• La réalité des enfants autistes en milieu scolaire

    La réalité des enfants autistes en milieu scolaire

    Entre nos souhaits et la réalité, il y a parfois un monde! L’enfant autiste a des défis particuliers à relever en milieu scolaire comme nous l’explique Nathalie Fecteau de Dimension éducative.

    Nous souhaitons tous que les enfants ayant un trouble envahissant du développement (TED) soient intégrés dans les classes ordinaires. Pour certains d’entre eux, l’intégration se passe assez bien, mais ce n’est pas le cas pour tous. Avant d’être intégrée dans un milieu, il faut d’abord que la personne autiste se comprenne elle-même et comprenne le milieu dans lequel elle sera intégrée.

    L’enfant neurotypique
    • La réalité de la personne autiste est différente de celle de la personne neurotypique. Lorsque l’enfant neurotypique entre à l’école, il est en mesure de signaler à l’enseignant qu’il a besoin d’aller à la salle de bain, qu’il a faim, qu’il a soif... Tous ses besoins de base sont bien décodés.
    • Il comprend bien son environnement parce que ses parents lui ont expliqué verbalement en lui donnant des exemples. S’il ne comprend pas quelque chose, il posera une question à un adulte ou à un ami.
    • Il comprend assez bien le déroulement d’une journée. Il est à l’aise avec les consignes et se sent interpelé lorsque l’enseignant parle au groupe.
    • Il décode assez bien ses émotions et il est capable de faire le lien entre ce qu’on lui dit et ce qu’il doit faire.
    • Il comprend qu’il y a des règles à suivre dans la classe, dans l’école et dans la cour de récréation. Il sait que dans la cour d’école il peut crier, que dans les corridors il doit garder le silence et que dans la classe il peut soit parler, soit chuchoter ou garder le silence selon le contexte.
    • Il sait comment se faire des amis. Tous ces concepts, l’enfant neurotypique les apprend par imitation sociale et par généralisation, sans trop s’en rendre compte.
    L’enfant ayant un TED

    C’est une tout autre réalité pour la plupart des enfants ayant un TED. Comme ils fonctionnent constamment avec des informations apprises par cœur et mal classées, cela génère en eux une anxiété qu’ils sont souvent incapables de gérer et qui mène à des comportements inadéquats, souvent interprétés comme de la rigidité ou pire encore, de l’opposition. Avant que l’enfant arrive à se contrôler, il faut d’abord travailler sur la raison d’être de ses comportements.

    • Au départ, on doit aider l’enfant autiste à comprendre ce qui se passe dans son corps, à le décoder et à y répondre de façon adéquate.
    • Ensuite, on doit l’aider à bien comprendre son environnement, à être en mesure de se situer dans l’espace en lui donnant des outils et en mettant en place des repères visuels.
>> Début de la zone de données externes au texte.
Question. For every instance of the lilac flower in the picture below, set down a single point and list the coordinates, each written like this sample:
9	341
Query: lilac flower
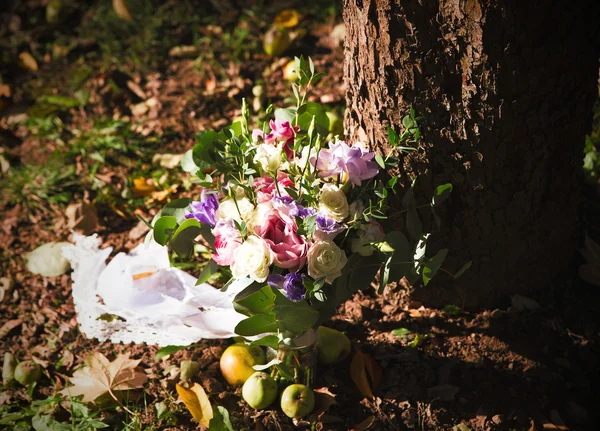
355	162
204	210
293	286
276	280
327	228
302	212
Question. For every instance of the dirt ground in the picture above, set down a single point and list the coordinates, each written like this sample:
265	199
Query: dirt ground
530	364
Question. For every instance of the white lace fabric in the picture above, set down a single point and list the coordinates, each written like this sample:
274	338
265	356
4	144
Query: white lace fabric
156	304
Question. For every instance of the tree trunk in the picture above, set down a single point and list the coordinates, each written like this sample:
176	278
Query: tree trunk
506	88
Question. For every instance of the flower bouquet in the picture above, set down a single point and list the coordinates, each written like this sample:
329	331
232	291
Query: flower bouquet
296	220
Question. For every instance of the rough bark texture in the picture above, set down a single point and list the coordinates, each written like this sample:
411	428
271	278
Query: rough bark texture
507	88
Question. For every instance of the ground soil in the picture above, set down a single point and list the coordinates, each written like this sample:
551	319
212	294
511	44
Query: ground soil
507	368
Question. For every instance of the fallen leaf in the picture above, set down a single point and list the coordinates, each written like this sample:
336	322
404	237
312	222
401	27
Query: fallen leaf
28	61
47	260
364	425
323	400
101	376
287	18
82	217
196	400
169	161
443	392
523	303
9	326
143	187
121	10
365	373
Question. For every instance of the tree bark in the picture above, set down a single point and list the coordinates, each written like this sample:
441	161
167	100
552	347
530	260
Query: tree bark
506	88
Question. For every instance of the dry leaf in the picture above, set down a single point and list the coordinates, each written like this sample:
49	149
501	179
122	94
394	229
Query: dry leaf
364	425
121	10
28	61
365	373
101	377
82	217
323	400
143	187
196	400
287	18
9	326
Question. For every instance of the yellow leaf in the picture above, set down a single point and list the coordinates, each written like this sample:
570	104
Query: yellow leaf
121	10
143	187
101	376
197	402
28	61
365	373
287	18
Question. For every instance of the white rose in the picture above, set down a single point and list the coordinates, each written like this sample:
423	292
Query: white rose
253	258
228	211
268	156
333	203
325	259
357	208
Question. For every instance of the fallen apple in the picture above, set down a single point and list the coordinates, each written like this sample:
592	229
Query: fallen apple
260	390
332	345
27	372
276	41
297	401
237	362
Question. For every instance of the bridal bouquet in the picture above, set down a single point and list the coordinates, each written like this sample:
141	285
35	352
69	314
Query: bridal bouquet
297	219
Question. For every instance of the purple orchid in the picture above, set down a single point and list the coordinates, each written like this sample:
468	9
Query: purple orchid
327	228
355	162
204	210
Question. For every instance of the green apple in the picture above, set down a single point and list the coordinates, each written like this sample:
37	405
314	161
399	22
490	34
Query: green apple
276	41
237	361
260	390
27	372
297	401
332	345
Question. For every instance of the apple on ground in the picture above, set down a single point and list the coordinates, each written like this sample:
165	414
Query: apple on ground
260	390
297	401
237	361
332	345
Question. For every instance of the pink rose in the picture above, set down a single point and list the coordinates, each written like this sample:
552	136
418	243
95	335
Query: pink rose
227	240
266	189
289	249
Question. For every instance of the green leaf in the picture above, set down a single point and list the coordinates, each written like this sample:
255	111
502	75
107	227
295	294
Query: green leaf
295	318
164	229
401	332
176	208
433	265
464	269
182	242
306	113
187	163
451	310
285	114
442	193
413	222
166	351
208	271
251	301
268	341
268	365
393	137
255	325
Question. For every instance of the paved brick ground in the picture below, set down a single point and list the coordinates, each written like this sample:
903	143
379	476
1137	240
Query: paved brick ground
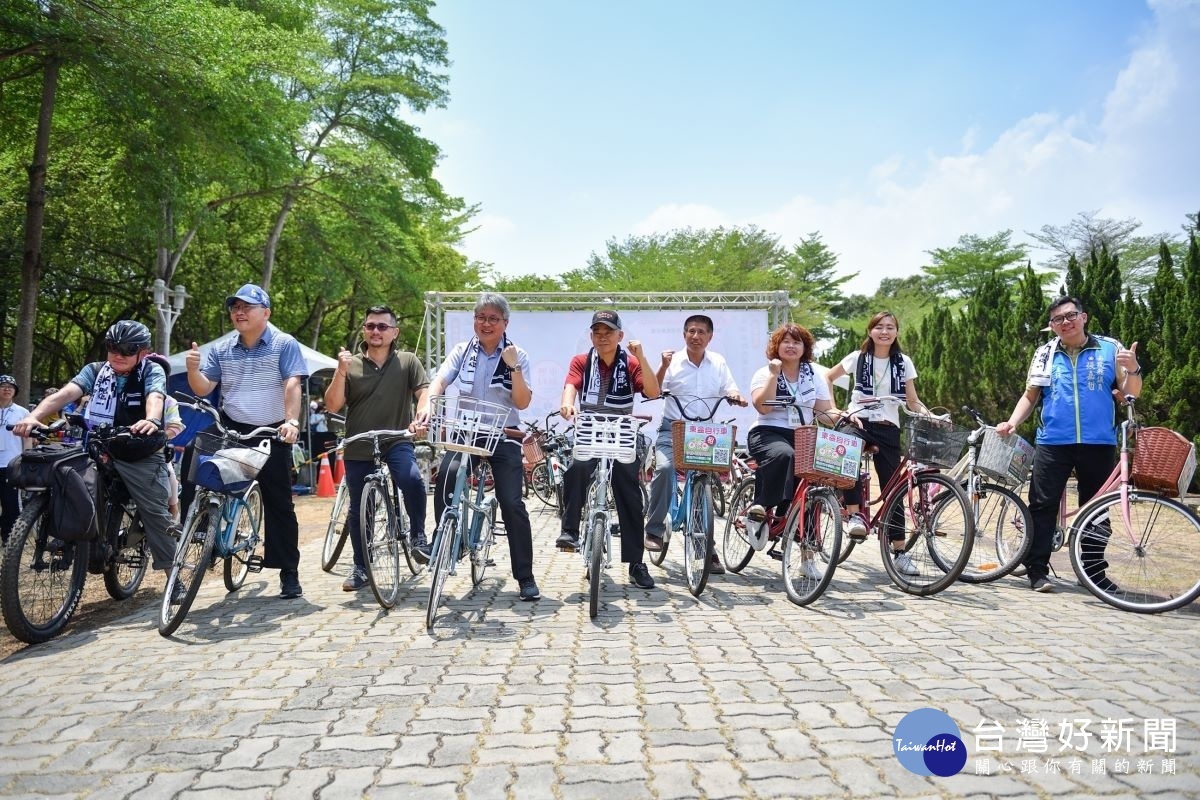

Les facteurs dérangeants dans l’environnement tels que le bruit, le mouvement, l’éclairage, le manque d’espace, la verbalisation excessive, etc. ont un impact considérable sur sa disponibilité à apprendre.
    • Il faut lui enseigner la signification de tout ce qui peut survenir dans une école telle que : la cloche, l’interphone, l’alarme de feu...
    • On doit aussi lui expliquer les changements qu’il pourra percevoir, comme les nouvelles lunettes, la nouvelle coupe de cheveux ou même le nouveau parfum de l’enseignant. Les multiples changements qui peuvent survenir : changements d’enseignant, de place dans la classe, de décoration, les transitions, une nouvelle tache sur le plancher... doivent lui être expliqués, car il ne peut les comprendre par lui-même et c’est un important facteur d’anxiété.

    Il est important que les gens qui gravitent autour de l’enfant autiste comprennent bien son fonctionnement. Il est facile de passer à côté du message envoyé par celui-ci, de ne pas réagir de la bonne façon et de faire beaucoup de dégât, même en ayant la meilleure volonté du monde.

    Les classes ordinaires, même si elles sont saines pour un certain nombre d’enfants ayant un TED engendrent souvent un stress intolérable chez ceux qui ne sont pas rendus à cette étape, et ce, même avec accompagnement. L’anxiété vécue par ces enfants provoque alors un blocage sur leur schème de pensée et devient un facteur important de régression. L’enfant est continuellement en détresse.